To be clear, you want the p-value to be greater than your
established cutoff (generally 0.05) to indicate good fit. The Pseudo R-Square
table displays three metrics which have been developed to provide a number
familiar to those who have used traditional, standard multiple regression.
They are treated as measures of effect size, similar to how R² is treated
in standard multiple regression. However, these metrics do not represent the amount of variance in the outcome
variable accounted for by the predictor variables. Higher values indicate better
fit, but they should be interpreted with caution.

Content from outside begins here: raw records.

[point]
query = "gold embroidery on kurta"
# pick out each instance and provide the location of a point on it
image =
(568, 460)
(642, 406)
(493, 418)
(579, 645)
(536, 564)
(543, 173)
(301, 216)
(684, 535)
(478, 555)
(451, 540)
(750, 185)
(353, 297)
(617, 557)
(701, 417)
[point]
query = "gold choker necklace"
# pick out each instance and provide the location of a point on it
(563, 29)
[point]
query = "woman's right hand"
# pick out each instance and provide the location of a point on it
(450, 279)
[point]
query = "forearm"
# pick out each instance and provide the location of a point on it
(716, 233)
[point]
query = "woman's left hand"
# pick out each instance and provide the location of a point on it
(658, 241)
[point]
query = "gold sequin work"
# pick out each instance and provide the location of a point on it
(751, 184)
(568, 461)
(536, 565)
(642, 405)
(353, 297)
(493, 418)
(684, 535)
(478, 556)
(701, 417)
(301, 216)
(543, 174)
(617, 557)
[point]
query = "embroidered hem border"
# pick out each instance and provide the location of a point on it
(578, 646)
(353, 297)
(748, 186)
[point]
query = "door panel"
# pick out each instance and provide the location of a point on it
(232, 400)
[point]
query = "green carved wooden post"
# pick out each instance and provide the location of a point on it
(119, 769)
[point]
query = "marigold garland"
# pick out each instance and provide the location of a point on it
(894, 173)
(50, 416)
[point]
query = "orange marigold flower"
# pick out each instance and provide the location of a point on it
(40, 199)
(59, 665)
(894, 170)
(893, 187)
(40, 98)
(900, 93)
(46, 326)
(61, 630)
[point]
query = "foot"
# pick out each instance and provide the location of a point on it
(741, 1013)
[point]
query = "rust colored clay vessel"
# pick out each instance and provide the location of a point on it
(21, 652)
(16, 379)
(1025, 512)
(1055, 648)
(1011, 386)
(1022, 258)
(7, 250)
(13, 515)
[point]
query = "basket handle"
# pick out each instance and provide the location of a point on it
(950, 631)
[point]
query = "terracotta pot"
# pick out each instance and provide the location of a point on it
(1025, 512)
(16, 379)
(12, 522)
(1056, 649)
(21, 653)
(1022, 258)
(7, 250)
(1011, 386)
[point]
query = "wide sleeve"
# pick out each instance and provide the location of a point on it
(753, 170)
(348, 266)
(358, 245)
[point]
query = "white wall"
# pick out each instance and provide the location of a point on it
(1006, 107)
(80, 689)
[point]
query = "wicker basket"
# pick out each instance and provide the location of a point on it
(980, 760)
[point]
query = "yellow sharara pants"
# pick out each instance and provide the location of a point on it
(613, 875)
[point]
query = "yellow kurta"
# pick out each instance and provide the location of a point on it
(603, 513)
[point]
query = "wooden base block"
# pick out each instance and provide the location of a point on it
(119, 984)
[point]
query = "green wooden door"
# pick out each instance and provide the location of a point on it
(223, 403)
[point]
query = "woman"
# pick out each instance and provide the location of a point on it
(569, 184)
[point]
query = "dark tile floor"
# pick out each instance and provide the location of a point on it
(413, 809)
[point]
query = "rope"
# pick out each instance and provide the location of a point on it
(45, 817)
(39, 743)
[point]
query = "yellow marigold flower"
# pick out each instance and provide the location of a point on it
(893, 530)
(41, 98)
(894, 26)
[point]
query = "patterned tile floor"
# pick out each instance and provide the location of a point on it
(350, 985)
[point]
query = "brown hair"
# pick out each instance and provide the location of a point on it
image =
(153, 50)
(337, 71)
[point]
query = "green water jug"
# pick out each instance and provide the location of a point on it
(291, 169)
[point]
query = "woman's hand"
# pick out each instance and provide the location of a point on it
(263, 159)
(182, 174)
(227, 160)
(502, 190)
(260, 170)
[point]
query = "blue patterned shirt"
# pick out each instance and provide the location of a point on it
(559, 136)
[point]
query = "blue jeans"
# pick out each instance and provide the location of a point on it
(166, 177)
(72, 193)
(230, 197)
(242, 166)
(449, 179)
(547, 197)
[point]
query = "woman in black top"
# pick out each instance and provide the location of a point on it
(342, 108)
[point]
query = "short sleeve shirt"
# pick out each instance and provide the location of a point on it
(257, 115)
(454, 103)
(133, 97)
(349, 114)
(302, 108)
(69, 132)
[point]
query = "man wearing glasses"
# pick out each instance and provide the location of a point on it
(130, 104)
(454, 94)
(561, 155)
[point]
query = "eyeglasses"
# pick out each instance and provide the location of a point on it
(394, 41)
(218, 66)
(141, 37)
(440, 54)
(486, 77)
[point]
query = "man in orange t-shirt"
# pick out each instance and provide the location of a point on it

The statistics in the Likelihood Ratio Tests table are the same types as
those reported for the null and full models above in the Model Fitting
Information table. Here however, each element of the model is being compared to
the full model in such a way as to allow the research to determine if it (each
element) should be included in the full model. In other words, does each element
(predictor) contributed meaningfully to the full effect. For instance, we see
that the x3 predictor displays a non-significant (p = .110) chi-square
which indicates x3 could be dropped from the model and the overall fit would NOT
be significantly reduced. To be clear,
if the p-value is less than
your established cutoff (generally 0.05) for a predictor then that predictor
contributes significantly to the full (final) model.
The Parameter Estimates table (above), shows the logistic coefficient (B) for
each predictor variable for each alternative category of the outcome variable.

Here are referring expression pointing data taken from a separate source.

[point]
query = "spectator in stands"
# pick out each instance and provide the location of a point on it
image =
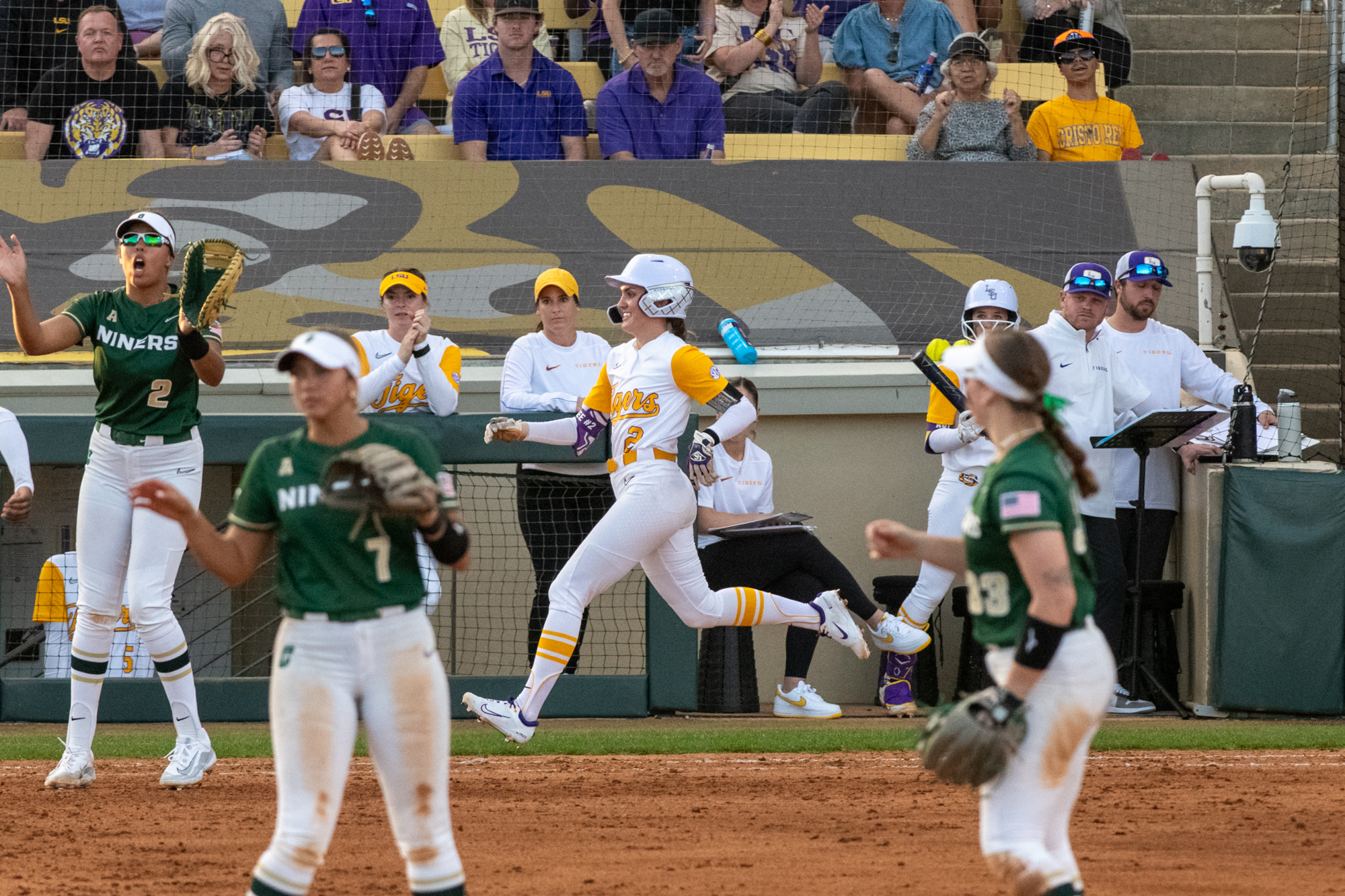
(1079, 126)
(882, 46)
(660, 110)
(559, 505)
(518, 104)
(769, 63)
(393, 48)
(965, 124)
(619, 17)
(1044, 19)
(268, 29)
(99, 106)
(469, 40)
(37, 37)
(216, 110)
(319, 119)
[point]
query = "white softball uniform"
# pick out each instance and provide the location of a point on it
(1026, 810)
(541, 376)
(426, 385)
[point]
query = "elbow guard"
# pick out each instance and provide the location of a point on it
(453, 541)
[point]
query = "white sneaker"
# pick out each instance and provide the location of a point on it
(75, 770)
(501, 715)
(804, 702)
(1121, 702)
(899, 637)
(190, 760)
(837, 623)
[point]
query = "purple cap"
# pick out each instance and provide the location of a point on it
(1093, 272)
(1152, 264)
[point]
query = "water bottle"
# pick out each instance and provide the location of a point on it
(732, 333)
(1242, 428)
(926, 73)
(1291, 425)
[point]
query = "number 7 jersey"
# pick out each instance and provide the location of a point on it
(649, 395)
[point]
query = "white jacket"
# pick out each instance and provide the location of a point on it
(1167, 361)
(1101, 391)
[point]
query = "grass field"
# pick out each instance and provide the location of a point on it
(697, 735)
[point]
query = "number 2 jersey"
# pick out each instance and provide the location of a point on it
(334, 561)
(1028, 490)
(145, 384)
(649, 395)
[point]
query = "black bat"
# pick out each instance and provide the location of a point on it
(941, 381)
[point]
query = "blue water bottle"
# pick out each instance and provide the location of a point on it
(734, 337)
(926, 73)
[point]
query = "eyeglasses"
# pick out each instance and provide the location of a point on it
(149, 239)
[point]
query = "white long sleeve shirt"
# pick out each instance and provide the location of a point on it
(541, 376)
(1101, 391)
(1167, 361)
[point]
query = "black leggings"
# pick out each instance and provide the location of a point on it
(556, 513)
(797, 567)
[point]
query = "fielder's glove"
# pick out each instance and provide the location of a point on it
(974, 740)
(505, 430)
(210, 272)
(700, 463)
(379, 479)
(968, 428)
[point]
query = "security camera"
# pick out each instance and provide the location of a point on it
(1257, 239)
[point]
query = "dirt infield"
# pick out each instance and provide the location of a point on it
(856, 823)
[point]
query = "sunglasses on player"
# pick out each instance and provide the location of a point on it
(149, 239)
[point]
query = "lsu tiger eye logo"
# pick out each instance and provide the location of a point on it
(96, 130)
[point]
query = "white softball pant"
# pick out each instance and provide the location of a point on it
(1026, 811)
(322, 676)
(123, 545)
(948, 506)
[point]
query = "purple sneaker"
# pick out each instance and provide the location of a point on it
(895, 692)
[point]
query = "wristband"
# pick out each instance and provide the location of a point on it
(193, 345)
(1039, 643)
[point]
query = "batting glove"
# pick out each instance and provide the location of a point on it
(968, 428)
(701, 460)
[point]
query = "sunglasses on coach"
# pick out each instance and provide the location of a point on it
(149, 239)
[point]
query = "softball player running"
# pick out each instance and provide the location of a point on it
(149, 360)
(350, 642)
(423, 374)
(646, 391)
(1031, 594)
(965, 451)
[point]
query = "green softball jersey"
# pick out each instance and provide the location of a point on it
(334, 561)
(145, 384)
(1030, 489)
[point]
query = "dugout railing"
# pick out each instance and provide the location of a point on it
(638, 655)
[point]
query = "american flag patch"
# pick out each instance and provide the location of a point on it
(1020, 503)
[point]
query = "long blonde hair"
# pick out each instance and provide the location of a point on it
(245, 56)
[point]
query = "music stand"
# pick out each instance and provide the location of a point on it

Alternative category meaning, not the reference category. The logistic
coefficient is the expected amount of change in the logit for each one unit
change in the predictor. The logit is what is being predicted; it is the odds of
membership in the category of the outcome variable which has been specified
(here the first value: 1 was specified, rather than the alternative values 2 or
3). The closer a logistic coefficient is to zero, the less influence the
predictor has in predicting the logit. The table also displays the standard
error, Wald statistic, df, Sig. (p-value); as well as the Exp(B)

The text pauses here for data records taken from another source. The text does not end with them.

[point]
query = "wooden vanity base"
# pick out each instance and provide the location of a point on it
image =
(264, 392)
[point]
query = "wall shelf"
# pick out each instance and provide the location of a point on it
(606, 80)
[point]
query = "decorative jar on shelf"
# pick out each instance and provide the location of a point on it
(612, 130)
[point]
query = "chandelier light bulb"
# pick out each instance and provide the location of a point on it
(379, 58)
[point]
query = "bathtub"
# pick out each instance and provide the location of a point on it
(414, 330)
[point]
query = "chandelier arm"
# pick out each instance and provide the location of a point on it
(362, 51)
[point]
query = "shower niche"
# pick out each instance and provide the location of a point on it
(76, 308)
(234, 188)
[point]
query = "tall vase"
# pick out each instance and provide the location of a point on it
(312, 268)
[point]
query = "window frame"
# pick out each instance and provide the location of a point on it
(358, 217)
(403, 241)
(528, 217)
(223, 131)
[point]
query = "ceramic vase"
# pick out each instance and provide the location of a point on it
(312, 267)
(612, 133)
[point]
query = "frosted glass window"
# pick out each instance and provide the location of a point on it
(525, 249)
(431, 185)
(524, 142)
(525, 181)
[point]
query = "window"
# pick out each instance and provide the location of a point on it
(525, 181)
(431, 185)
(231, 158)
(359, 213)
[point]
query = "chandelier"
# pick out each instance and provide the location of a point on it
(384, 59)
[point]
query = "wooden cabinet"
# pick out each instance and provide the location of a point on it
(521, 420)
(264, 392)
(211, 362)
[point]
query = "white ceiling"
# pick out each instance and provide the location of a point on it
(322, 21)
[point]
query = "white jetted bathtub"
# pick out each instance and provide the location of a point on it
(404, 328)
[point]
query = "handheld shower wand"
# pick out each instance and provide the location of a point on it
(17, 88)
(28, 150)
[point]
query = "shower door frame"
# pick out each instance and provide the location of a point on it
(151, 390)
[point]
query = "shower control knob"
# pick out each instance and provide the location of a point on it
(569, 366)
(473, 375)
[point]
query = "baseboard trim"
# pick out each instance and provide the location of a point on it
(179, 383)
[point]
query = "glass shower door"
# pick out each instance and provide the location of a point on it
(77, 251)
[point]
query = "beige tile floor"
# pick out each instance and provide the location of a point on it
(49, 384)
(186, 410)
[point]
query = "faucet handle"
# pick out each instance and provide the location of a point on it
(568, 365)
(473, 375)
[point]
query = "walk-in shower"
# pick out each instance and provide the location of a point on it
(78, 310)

and confidence interval for the Exp(B). The Wald test (and associated p-value)
is used to evaluate whether or not the logistic coefficient is different than
zero. The Exp(B) is the odds ratio associated with each predictor. We expect
predictors which increase the logit to display Exp(B) greater than 1.0, those
predictors which do not have an effect on the logit will display an Exp(B) of
1.0 and predictors which decease the logit will have Exp(B) values less than
1.0. As an example, we can see that a one unit change in x3 does not
significantly change the odds of being classified in the first category of the
outcome variable relative to the second or third categories of the outcome
variable, while controlling for the influence of the other predictors.
The Classification Table (above) shows how well our full model correctly
classifies cases. A perfect model would show only values on the
diagonal--correctly classifying all cases. Adding across the rows represents the
number of cases in each category in the actual data and adding down the columns
represents the number of cases in each category as classified by the full model.
The key piece of information is the overall percentage in the lower right corner
which shows our model (with all predictors & the constant) is 99.2% accurate;
which is excellent.
As with most of the tutorials / pages within this site, this page should not
be considered an exhaustive review of the topic covered and it should not be
considered a substitute for a good textbook.